An emerging development involves the use of hydrogels (20). These contain macromolecules that when inserted in the environment within the knee create a cross-linking frame work to act as a three dimensional scaffold. Hydrogels are ideal as they contain water similar to the ECM, are injectable reducing morbidity as it is not invasive and the density of the framework can be adjusted to suit each patient (2).
Articular cartilage's capacity to repair is weak and requires treatments to encourage repairment and without treatment can lead to osteoarthritis (4). Deciding which treatment is currently the most beneficial depends upon a number of variables, for example, the extent of damage, desired outcomes or amount of movement, patient's decision as they will need to adhere to rehabilitation if the therapy is to prove helpful and the multidisciplinary team's decision due to the availability of facilities for treatment from the local primary health trust.
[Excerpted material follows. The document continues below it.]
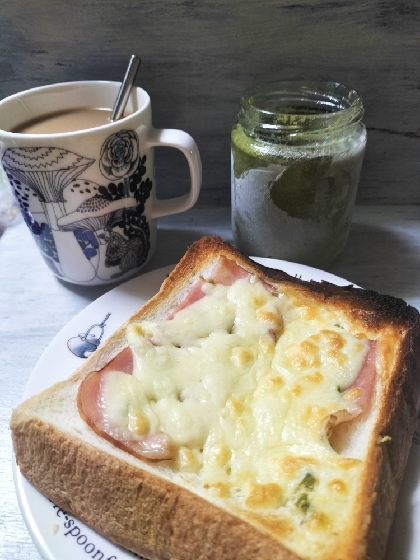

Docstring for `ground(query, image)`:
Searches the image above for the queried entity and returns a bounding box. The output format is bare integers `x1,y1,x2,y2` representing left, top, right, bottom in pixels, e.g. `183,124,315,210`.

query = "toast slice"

It also depends on the person's age and the amount of other attempts that have been unsuccessful to improve the functional capacity of the joint.
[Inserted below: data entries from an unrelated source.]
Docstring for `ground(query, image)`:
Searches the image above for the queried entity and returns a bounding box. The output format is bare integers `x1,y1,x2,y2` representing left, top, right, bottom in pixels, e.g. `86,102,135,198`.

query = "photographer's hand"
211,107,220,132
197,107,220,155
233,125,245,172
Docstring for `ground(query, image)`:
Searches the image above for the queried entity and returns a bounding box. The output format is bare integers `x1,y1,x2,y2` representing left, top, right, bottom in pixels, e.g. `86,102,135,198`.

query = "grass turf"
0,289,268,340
Current treatments for cartilage injuries in young people include subchondral bleeding involving the use of microfractures. More recently ACI has been implemented in some individuals but its effectiveness remains controversial (4). All the procedures reduce the clinical symptoms of articular cartilage defects but long term results require more in depth investigations (5). Future therapies need to create a replacement matching the mechanical properties of articular cartilage (6). Tissue engineering is seen as a promising emerging treatment that is a suitable biomechanical replacement for articular cartilage. Alternatively gene therapy is being investigated to allow cells to produce therapeutic proteins when inserted into the joint (2). Ultimately early treatment of cartilage defects may prevent the need for a prosthesis and reduce the risk of osteoarthritis (3).
The essential part of developing an articular cartilage treatment is the production of a macromolecular framework, that collagen Type II does, to institute the biomechanical properties of articular cartilage (3).